Skip to 2 minutes and 20 secondsShow off how much you've learned through your studies and write about your achievements and popular topics. It's a really great way to build your web presence. And Step 5. Social media changes all the time, so try to keep up to date with what's going on. You'll find plenty of updates on news websites and technology blogs. So what are you waiting for? Get online and get networking.
Improve your digital footprint
Social media offers great opportunities to develop your employability and many employers are now using it to find new recruits. Social media could play an important role in helping you find a job, therefore it’s essential you know how to use it to your advantage.
In addition to having a more traditional CV, you can also develop a professional profile online, which demonstrates your skills and experiences to potential recruiters. Linkedin, dubbed ‘Facebook for professionals’, is one of the more common ways to do this, but there are lots of others such as Twitter, Behance, Blogging, Google+ or Facebook. Some countries like China offer popular alternatives such as Sina Weibo (the equivalent to Twitter) or Renren (similar to Facebook).
At the end of last week we suggested that you type your name into Google to see what comes up. What did you find? Was there anything there that surprised or worried you? What kind of impression do you think your current online presence would give to a potential employer or University admissions tutor?
Here are some things to consider:
- Is your online profile accurate and up-to-date?
- What are your privacy settings?
- What do you ‘like’ and who do you follow on social media? What groups are you a member of? What does this say about you?

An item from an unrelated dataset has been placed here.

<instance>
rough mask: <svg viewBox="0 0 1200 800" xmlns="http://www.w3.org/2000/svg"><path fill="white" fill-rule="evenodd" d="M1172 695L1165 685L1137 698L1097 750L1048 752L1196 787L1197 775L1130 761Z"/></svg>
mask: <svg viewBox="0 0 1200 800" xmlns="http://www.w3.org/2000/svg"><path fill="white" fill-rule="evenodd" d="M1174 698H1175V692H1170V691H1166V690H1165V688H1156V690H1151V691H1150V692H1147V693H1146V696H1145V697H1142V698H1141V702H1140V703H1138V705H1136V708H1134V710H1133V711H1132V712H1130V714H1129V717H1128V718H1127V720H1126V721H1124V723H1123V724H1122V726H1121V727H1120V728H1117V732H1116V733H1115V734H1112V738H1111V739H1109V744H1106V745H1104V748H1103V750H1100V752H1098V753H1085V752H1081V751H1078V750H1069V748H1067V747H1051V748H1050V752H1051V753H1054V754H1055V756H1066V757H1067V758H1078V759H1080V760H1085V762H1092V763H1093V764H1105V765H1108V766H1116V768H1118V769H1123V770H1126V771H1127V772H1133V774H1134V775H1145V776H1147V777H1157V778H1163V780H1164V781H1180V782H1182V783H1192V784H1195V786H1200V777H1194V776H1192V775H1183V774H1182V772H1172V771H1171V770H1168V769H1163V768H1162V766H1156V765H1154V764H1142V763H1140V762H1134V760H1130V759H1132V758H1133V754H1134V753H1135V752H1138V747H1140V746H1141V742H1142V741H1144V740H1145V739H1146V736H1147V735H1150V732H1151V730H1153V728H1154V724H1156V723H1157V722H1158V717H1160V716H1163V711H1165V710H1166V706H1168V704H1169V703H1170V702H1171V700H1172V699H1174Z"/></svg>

- What photographs exist of you online? What’s your profile picture like? What impression might others form of you?
- What interests have you highlighted? What impression does this give?
- What comments or opinions do you share via social media?
- What do you and your friends say about each other?
- What skills, competencies and experiences do you share online? Do you ‘showcase’ your talents?
- Who are you connected to professionally via social media? (e.g. employers, professional groups, individuals who work in the sort of job that interests you, job agencies, career experts, etc.)